Talk To Me (with TTS)

A general overview of 2023’s current neural text-to-speech solutions

Matthew A. Pagan
The Modern Scientist
8 min readJul 14, 2023

--

Philip K. Dick published his novel Clans of the Alphane Moon in 1964. In the story, Dr. Mary Rittersdorf, a psychologist, travels to a moon of Alpha Centauri with Daniel Mageboom, who tells her that he is an official representative of the America’s propaganda production outfit.

Despite the numerous conversations she holds with him throughout the course of her mission, Rittersdorf fails to recognize that Mageboom is in fact a realistic android (a simulacrum) being operated remotely from Earth.

The plot of this classic SciFi novel rests on a vision of these robotic simulacra with speaking capabilities so flawlessly fluid that citizens of countries around the world are unable to detect that their eloquent vocalizations are of a mechanized synthesis and not of biological production.

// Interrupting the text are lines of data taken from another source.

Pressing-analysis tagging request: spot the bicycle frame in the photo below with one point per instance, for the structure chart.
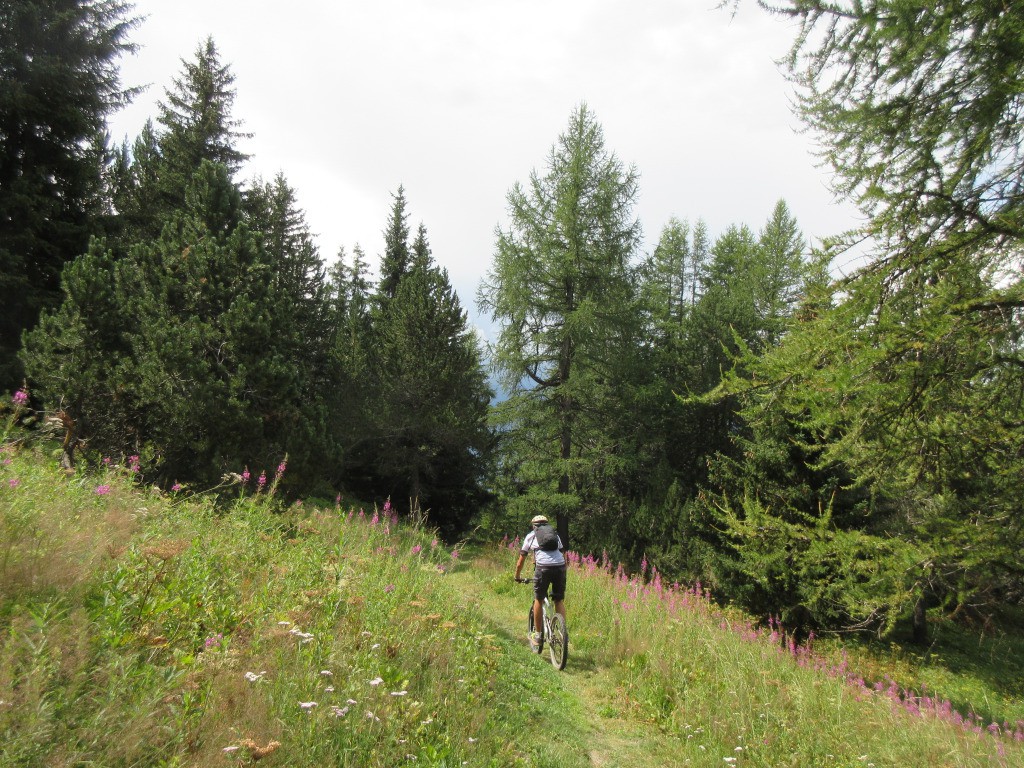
(553, 630)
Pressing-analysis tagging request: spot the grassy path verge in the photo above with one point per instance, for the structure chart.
(607, 737)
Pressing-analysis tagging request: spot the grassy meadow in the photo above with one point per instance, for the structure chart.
(140, 628)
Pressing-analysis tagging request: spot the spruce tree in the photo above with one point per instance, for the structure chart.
(197, 124)
(58, 82)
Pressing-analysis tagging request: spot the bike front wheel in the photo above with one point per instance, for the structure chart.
(558, 643)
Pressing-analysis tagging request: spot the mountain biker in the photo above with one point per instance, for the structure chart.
(549, 570)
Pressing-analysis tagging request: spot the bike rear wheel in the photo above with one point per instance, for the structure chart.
(529, 629)
(558, 643)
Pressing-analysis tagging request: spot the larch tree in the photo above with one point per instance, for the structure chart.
(562, 288)
(907, 374)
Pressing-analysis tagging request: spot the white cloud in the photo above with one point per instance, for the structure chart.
(459, 99)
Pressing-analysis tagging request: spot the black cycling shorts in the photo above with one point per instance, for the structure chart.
(550, 576)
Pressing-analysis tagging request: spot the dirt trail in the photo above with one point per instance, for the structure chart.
(613, 740)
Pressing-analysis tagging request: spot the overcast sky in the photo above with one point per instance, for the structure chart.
(459, 99)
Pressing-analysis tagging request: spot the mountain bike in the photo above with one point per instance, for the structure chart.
(555, 633)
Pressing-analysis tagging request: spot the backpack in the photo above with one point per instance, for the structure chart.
(547, 539)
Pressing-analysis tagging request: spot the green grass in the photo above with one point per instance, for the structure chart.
(143, 629)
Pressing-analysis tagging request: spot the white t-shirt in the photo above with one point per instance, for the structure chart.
(542, 556)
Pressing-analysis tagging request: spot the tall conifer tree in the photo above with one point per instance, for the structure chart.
(58, 82)
(562, 289)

Cover art by Davis Meltzer; c.1964; 1972; 2nd ACE printing

A brief history of synthesized speech

Today, state-of-the-art speech synthesis approaches similar levels of plausibility. Text-to-speech (TTS) is an old technology, and originally its dissimilarity to human speech was so jarring that hearing it was all-but painful. Bell Labs demoed an early speech-synthesizing machine at the 1939 New York World’s Fair. Later, in 1961, Bell Labs’ computer scientist John Larry Kelly Jr. programmed the IBM 704 to sing Harry Dacre’s 1892 song “Daisy Bell (Bicycle Built for Two)”. Science fiction author Arthur C. Clarke witnessed this vocoder performance in-person, which inspired him to write a fictional supercomputer HAL that performed a similar feat.

One of the most popular open-source speech synthesis programs, espeak, saw its initial release in 2006, and has been included for years by default in many Unix-based desktop operating systems, such as MacOS and Debian Linux.

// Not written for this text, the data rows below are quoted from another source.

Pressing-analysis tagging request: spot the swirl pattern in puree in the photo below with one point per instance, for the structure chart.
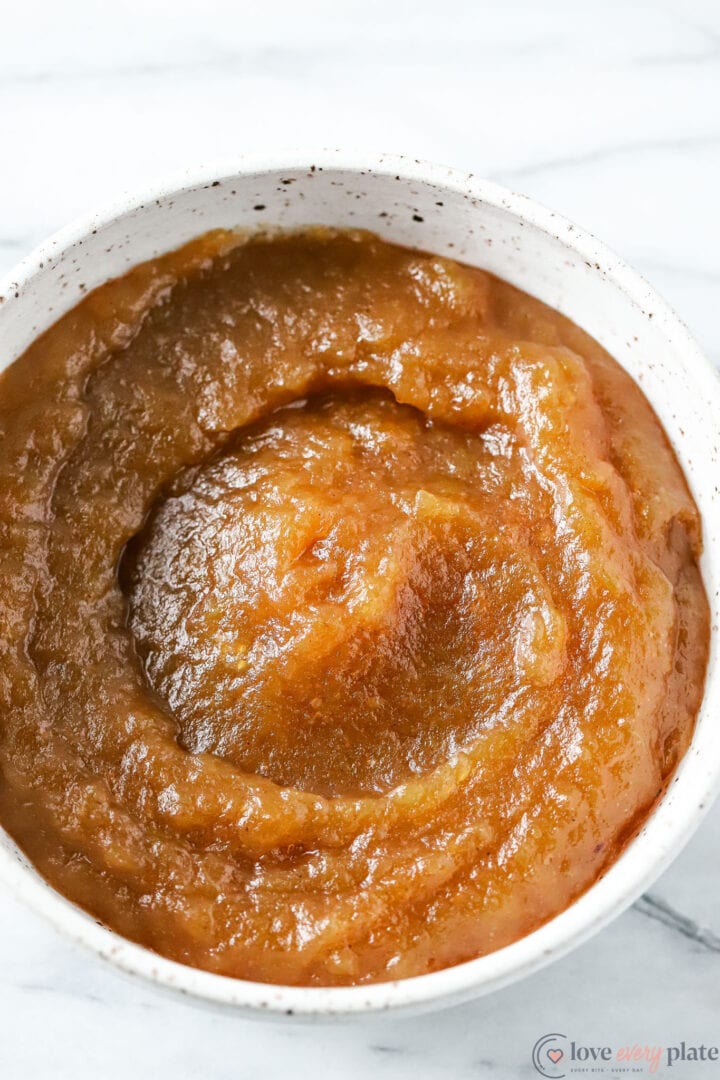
(351, 617)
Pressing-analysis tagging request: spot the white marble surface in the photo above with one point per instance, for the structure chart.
(609, 113)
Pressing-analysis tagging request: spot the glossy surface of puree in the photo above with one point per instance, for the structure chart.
(351, 620)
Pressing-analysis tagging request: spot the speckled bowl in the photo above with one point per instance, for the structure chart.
(466, 218)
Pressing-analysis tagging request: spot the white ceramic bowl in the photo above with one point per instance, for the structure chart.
(457, 215)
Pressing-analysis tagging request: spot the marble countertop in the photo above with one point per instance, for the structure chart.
(608, 112)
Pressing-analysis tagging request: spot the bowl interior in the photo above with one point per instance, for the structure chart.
(453, 215)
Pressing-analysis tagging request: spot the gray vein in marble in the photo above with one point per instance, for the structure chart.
(655, 907)
(602, 153)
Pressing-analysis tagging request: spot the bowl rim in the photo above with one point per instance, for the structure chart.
(623, 882)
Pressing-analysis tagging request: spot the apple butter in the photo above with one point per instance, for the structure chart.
(351, 618)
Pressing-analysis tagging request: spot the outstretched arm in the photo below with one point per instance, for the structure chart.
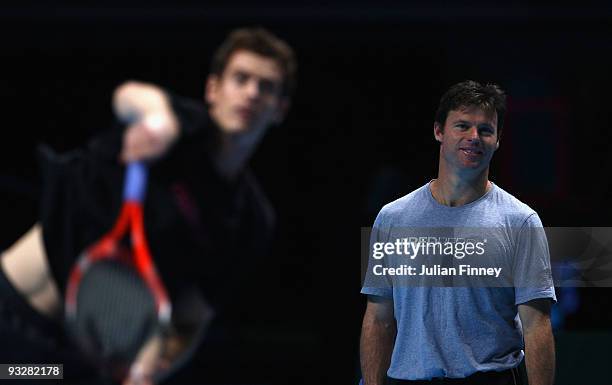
(377, 339)
(539, 341)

Such approaches to artificial speech generation relied on a process of concatenating phonemes, known as formants. Known combinations of letters in the input text mapped to individual sounds, and application logic would string them together to simulate word-sounds.

A major breakthrough came in 2016 with a paper from Google DeepMind, titled “WaveNet: A Generative Model for Raw Audio” (arxiv), which demonstrated improved results in generative audio using deep learning techniques, employing models trained on large datasets of human speech recordings.

Since then a number of consumer Text-to-Speech options have become available, leveraging deep learning techniques to improve the realism of the audio quality.

State of the Market

I’m a big fan of open source solutions, if they exist. Unfortunately, a usable open-source open-model text-to-speech tool that leverages deep learning has not really appeared yet. Open-source speech synthesis tools available from public git repositories, such as gnuspeech, still use a traditional concatenative approach (although research advancements have complexified this implementation, and thus improved the output product).

Below I will explore features, drawbacks, and code snippets for the following neural TTS services (all of which are paid, but all of which also have free trial periods or free tiers):

  • Coqui
  • 11labs
  • Azure
  • AWS

Coqui

https://app.coqui.ai/studio

One library I have found, TTS by Coqui.ai, can be called from within a python script, or through a CLI tool. Their python library calls an API on their servers, so although they have code on GitHub, the mechanics of how it works is their commercial trade secret. Nevertheless, they have released a number of open tools for training your own speech synthesis models, as well as some open research on neural text-to-speech.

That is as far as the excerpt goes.